I admit, it's been a while since I've been here and it does look a tad different due the the refurbishment a while back. Gone is the iconic green cow sign, replaced by a much more darker sleek colour palate. The bar's still there along with the open kitchen, the rattle shaker and the fluorescent eye popping mural towards the side and the very lively handlebar mustached sommelier who's as much synonymous with the Bodega name as the fish fingers are to it. Nevertheless it does feel a touch more sophisticated without ever feeling intimidating.

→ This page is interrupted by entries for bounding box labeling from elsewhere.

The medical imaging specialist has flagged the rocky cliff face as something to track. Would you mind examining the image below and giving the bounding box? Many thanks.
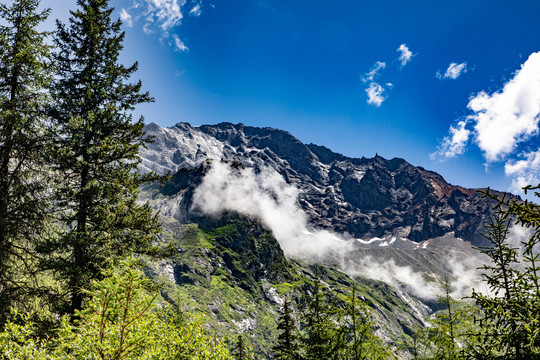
[141,123,506,245]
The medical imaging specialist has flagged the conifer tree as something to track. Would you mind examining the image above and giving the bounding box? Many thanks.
[339,287,394,360]
[273,300,300,360]
[468,185,540,359]
[43,0,160,314]
[302,278,337,360]
[0,0,51,326]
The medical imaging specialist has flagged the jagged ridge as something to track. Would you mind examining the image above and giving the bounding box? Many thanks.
[141,123,506,245]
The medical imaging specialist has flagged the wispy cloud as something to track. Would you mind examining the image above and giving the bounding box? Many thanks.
[366,82,386,107]
[120,0,207,52]
[434,52,540,194]
[467,52,540,161]
[144,0,186,31]
[504,149,540,193]
[435,62,467,80]
[173,34,189,51]
[120,8,133,27]
[193,160,486,299]
[362,61,386,82]
[430,121,471,159]
[189,2,202,16]
[396,44,414,66]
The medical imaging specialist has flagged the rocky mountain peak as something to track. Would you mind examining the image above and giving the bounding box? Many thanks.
[141,123,508,245]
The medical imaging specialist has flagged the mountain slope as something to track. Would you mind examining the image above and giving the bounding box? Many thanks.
[141,123,506,245]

Fish Fingers, Hiramasa, Charred Toast, Cuttlefish, Mojama 22 |
Steamed Milk Bun, BBQ Tongue, Crab, Salsa Golf 12 each |
Buttermilk Pancake, Salt Cod, 62 ° Egg, Smoked Maple Butter 16 |
Slow Cooked Beef Brisket, BBQ sauce, Onion Rings & Fried Egg 28 |
This is serious dude food, for lack of better word to use, with refinement. Bodega is a master at making odd combinations work and existing combinations even better. There aren't any foams to be found here, no gels, no spherification, no liquid nitrogen. No, there's no mucking about, just really good food. And really fun might I add. Supposedly the last day of the world, there's no where else I'd rather be.